Transita neste mundo um curioso tipo de pessoa. Especificamente falando, claro, pois há muitos tipos curiosos que podemos espiar pela janela. Essa pessoa em questão se autointitula defensora dos animais, militante da causa, dá voz e vez, até levanta cartazes em público. Ok-ok, sem tirar mérito quanto a isso, até porque estamos em uma brutal realidade que há muito mais soldados voluntários e generais ricos em guerra contra os não-humanos do que o contrário. Mas a mira do meu laser neste momento busca o fato de que essa pessoa, faceira, leva sua vida de ‘abobalicionista’ usando sapato de couro. Bolsa de couro. Casaco de couro. Sim, realmente conheço alguns. E couro legítimo.
Eu não consigo entender como alguém, duplamente, veste o capuz da libertação animal enquanto usa os adereços do personagem Leatherface, do filme O Massacre da Serra Elétrica. Ele foi inspirado em Ed Gein, que realmente fez uso de pele – humana – para forrar móveis e o próprio corpo. Imagino que ningúem aqui trocaria um cheque nem convidaria o sr. Gein para um café depois do expediente, certo? Certo.
Mas eis que o especismo, tal como um tarado que exibe os genitais em público, hipnotiza a capacidade de discernimento daquela pessoa que citei no parágrafo de abertura. Que não vê nada de errado em, agora convertida ao evangelho do veganismo, seguir com sua forração de pele humana – digo, bovina – fornecida por aqueles seres tão cruéis que criam, marcam a ferro, castram, confinam, derrubam no chão, separam do filhote, espremem, surram, mandam para o abatedouro, passam a faca, esquartejam, esfolam e ainda vendem os pedaços do cadáver para serem comidos. Não sei se o leitor está acompanhando meu raciocínio, mas NÃO estou falando d’O Massacre da Serra Elétrica. Só para ficar bem claro.
E então esses seres tão malvados, veja só!, é que receberam notas verdinhas de dinheiro para que a nossa citada pessoa possa carregar seus pertences em uma linda bolsa de couro. Que combina com tudo, ‘um verdadeiro achado, e ainda parcelam no cartão’.
Teimosa como uma mula, como diz minha vó, essa pessoa não percebe que poderia se desfazer da bota-bolsa-sapato-casaco-cinto-carteira-adereço.
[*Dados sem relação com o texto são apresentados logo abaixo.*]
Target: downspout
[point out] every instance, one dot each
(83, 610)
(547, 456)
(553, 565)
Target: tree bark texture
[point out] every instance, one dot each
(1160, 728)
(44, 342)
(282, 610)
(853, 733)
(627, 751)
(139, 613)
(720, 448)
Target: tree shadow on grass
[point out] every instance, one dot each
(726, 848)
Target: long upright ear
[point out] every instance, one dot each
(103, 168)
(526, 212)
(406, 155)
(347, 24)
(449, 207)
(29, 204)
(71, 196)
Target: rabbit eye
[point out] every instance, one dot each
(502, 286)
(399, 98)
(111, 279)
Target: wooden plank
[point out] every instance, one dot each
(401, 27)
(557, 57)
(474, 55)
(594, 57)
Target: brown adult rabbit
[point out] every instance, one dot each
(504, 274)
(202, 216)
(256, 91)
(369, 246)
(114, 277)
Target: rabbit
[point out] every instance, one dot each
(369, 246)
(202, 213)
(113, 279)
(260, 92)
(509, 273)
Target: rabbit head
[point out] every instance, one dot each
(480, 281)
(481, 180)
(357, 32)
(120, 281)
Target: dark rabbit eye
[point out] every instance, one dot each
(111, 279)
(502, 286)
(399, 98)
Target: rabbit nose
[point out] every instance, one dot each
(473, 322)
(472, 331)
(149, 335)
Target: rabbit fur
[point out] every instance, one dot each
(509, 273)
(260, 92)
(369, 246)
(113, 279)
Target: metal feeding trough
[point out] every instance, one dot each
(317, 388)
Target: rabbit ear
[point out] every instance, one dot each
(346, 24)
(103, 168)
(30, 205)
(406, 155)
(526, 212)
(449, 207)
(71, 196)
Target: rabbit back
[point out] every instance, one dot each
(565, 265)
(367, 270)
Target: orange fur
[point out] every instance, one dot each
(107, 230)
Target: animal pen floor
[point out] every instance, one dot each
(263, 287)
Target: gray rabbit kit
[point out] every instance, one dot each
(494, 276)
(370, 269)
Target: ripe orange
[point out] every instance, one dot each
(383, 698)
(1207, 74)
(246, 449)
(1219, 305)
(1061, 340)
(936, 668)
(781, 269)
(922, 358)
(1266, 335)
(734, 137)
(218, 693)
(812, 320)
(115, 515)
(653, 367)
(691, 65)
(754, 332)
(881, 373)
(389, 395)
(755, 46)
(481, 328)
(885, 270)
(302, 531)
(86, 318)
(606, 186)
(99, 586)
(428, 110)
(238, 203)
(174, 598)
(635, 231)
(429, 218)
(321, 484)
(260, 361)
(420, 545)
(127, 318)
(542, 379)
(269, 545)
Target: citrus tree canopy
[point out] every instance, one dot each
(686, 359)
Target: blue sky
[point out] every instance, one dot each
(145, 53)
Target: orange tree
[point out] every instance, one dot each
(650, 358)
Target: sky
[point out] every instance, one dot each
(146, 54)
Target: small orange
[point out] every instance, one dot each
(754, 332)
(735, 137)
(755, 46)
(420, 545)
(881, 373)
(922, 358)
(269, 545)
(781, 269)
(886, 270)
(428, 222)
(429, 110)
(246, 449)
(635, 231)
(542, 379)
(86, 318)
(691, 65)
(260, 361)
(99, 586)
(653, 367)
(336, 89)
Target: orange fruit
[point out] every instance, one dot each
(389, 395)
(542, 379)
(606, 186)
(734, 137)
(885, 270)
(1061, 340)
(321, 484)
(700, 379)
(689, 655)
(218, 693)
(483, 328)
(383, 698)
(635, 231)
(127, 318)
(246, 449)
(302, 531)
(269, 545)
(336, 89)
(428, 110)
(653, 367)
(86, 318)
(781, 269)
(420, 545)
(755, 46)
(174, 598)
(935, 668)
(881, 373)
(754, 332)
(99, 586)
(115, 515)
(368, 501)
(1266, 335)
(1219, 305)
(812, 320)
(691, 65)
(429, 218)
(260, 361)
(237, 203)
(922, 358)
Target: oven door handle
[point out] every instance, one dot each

E com isso um desses soldados voluntários da guerra contra os não-humanos, que vai seguir indiferente ao sofrimento alheio e aos nossos apelos, vai em última análise deixar de pagar a extração de mais uma bolsa-bota-etc da peluda camada viva que envolve seres sencientes como a simpática vaca. Ou algum outro animal-miguxo-fofo esfolado na China. Gostemos ou não, a maioria das pessoas marchará rumo ao próprio enterro solicitando nas lojas produtos em couro legítimo.
‘Ele está defendendo o uso de couro, pessoal. Peguem paus e pedras’, diz alguém, nas redes sociais, para seus colegas de esquadrão ALF-de-apartamento.
Não é isso. É o contrário. Uma pessoa não-abolicionista a mais ou a menos usando couro não vai incentivar tanto seu uso a ponto de fazer sensível diferença, considerando que as vitrines, as celebridades, a máquina da moda e da propaganda já fazem esse serviço com força infinitamente superior. Não podemos ser ingênuos. Quem acha o contrário, que corte seu sapato em pedacinhos e use como adubo na horta, então.
‘A pessoa’ que ora observamos vai revender, doar para um brechó beneficente, trocar por álbum de figurinhas, etc., essa relíquia que pertence a seu passado moral. Ou que deveria pertencer. E vai evitar, outrossim, que se arranque mais uma bota das costas de uma vaquinha, a mesma que está nas imagens que compartilha no Feicebúqui.
E de alguma forma bizarra, há quem conteste isso dizendo que seguir usando tal peça de vestuário é MELHOR. Ou porque tem há anos. Ou porque foi presente de sei lá quem. Ou porque o estrago já foi feito. Ou porque ainda está novinha. Ou porque sintético polui. Ou porque teria que comprar algo feito na China, e lá todos comem cachorro três vezes ao dia. Ou porque não tem dinheiro, o que me dá vontade de rir.
Soltemos por um momento a mão da nossa pessoa-beagle, aqui analisada, e façamos umas abdominais mentais. O problema que proponho é o seguinte. Você comprou um sapato de couro, marca X, reconhecível na rua por ser famoso, tal como é inconfundível o tênis All-Star, por exemplo, que de longe dá para sacar. Eis que cai uma bomba na Imprensa mundial – a marca X usava pele humana em sua fabricação. Escândalo, e dá-lhe gente xingando a empresa no Feice. Agora pega mal seguir usando seu sapato X na rua, virou algo mórbido e com ares de psicopatia. As pessoas olham e até apontam, chocadas com a insensibilidade do dono dos pés em questão, no caso você.
E agora vem a pergunta valendo todos os prêmios do programa.
Considerando que seu calçado X custou caro, está novinho ainda, foi presente de sei lá quem, e o estrago já foi feito, blá-blá-blá… você seguiria usando-o, e defendendo seu uso, mesmo quando for participar de uma manifestação – justa – na porta da empresa X?
Não responda a mim, nem às redes sociais, please. Lamba o envelope e o selo, e envie sua resposta às vacas.